Text-to-Image (T2I) models, represented by DALL$\cdot$E and Midjourney, have gained huge popularity for creating realistic images. The quality of these images relies on the carefully engineered prompts, which have become valuable intellectual property. While skilled prompters showcase their AI-generated art on markets to attract buyers, this business incidentally exposes them to \textit{prompt stealing attacks}. Existing state-of-the-art attack techniques reconstruct the prompts from a fixed set of modifiers (i.e., style descriptions) with model-specific training, which exhibit restricted adaptability and effectiveness to diverse showcases (i.e., target images) and diffusion models. To alleviate these limitations, we propose Prometheus, a training-free, proxy-in-the-loop, search-based prompt-stealing attack, which reverse-engineers the valuable prompts of the showcases by interacting with a local proxy model. It consists of three innovative designs. First, we introduce dynamic modifiers, as a supplement to static modifiers used in prior works. These dynamic modifiers provide more details specific to the showcases, and we exploit NLP analysis to generate them on the fly. Second, we design a contextual matching algorithm to sort both dynamic and static modifiers. This offline process helps reduce the search space of the subsequent step. Third, we interact with a local proxy model to invert the prompts with a greedy search algorithm. Based on the feedback guidance, we refine the prompt to achieve higher fidelity. The evaluation results show that Prometheus successfully extracts prompts from popular platforms like PromptBase and AIFrog against diverse victim models, including Midjourney, Leonardo.ai, and DALL$\cdot$E, with an ASR improvement of 25.0\%. We also validate that Prometheus is resistant to extensive potential defenses, further highlighting its severity in practice.
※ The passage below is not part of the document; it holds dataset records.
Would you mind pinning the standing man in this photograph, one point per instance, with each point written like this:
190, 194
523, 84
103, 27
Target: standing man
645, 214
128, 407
翻译：以DALL$\cdot$E和Midjourney为代表的文本到图像（T2I）模型因其能够生成逼真图像而广受欢迎。这些图像的质量依赖于精心设计的提示词，这些提示词已成为宝贵的知识产权。当熟练的提示工程师在市场上展示其AI生成的艺术作品以吸引买家时，这种商业模式无意中使他们暴露于\textit{提示词窃取攻击}之下。现有的最先进攻击技术通过针对特定模型的训练，从一个固定的修饰词集合（即风格描述）中重构提示词，这些方法在面对多样化的展示作品（即目标图像）和扩散模型时，其适应性和有效性受到限制。为了缓解这些局限性，我们提出了Prometheus，一种免训练、代理模型在环、基于搜索的提示词窃取攻击方法。该方法通过与一个本地代理模型交互，对展示作品的宝贵提示词进行逆向工程。它包含三项创新设计。首先，我们引入了动态修饰词，作为对先前工作中使用的静态修饰词的补充。这些动态修饰词提供了更多针对展示作品的具体细节，我们利用自然语言处理分析技术动态生成它们。其次，我们设计了一种上下文匹配算法来对动态和静态修饰词进行排序。这个离线过程有助于减少后续步骤的搜索空间。第三，我们通过与一个本地代理模型交互，使用贪心搜索算法来逆向推导提示词。基于反馈指导，我们优化提示词以获得更高的保真度。评估结果表明，Prometheus成功地从PromptBase和AIFrog等流行平台提取了针对多种受害模型（包括Midjourney、Leonardo.ai和DALL$\cdot$E）的提示词，攻击成功率提升了25.0\%。我们还验证了Prometheus能够抵抗多种潜在的防御措施，进一步凸显了其在实践中的严重性。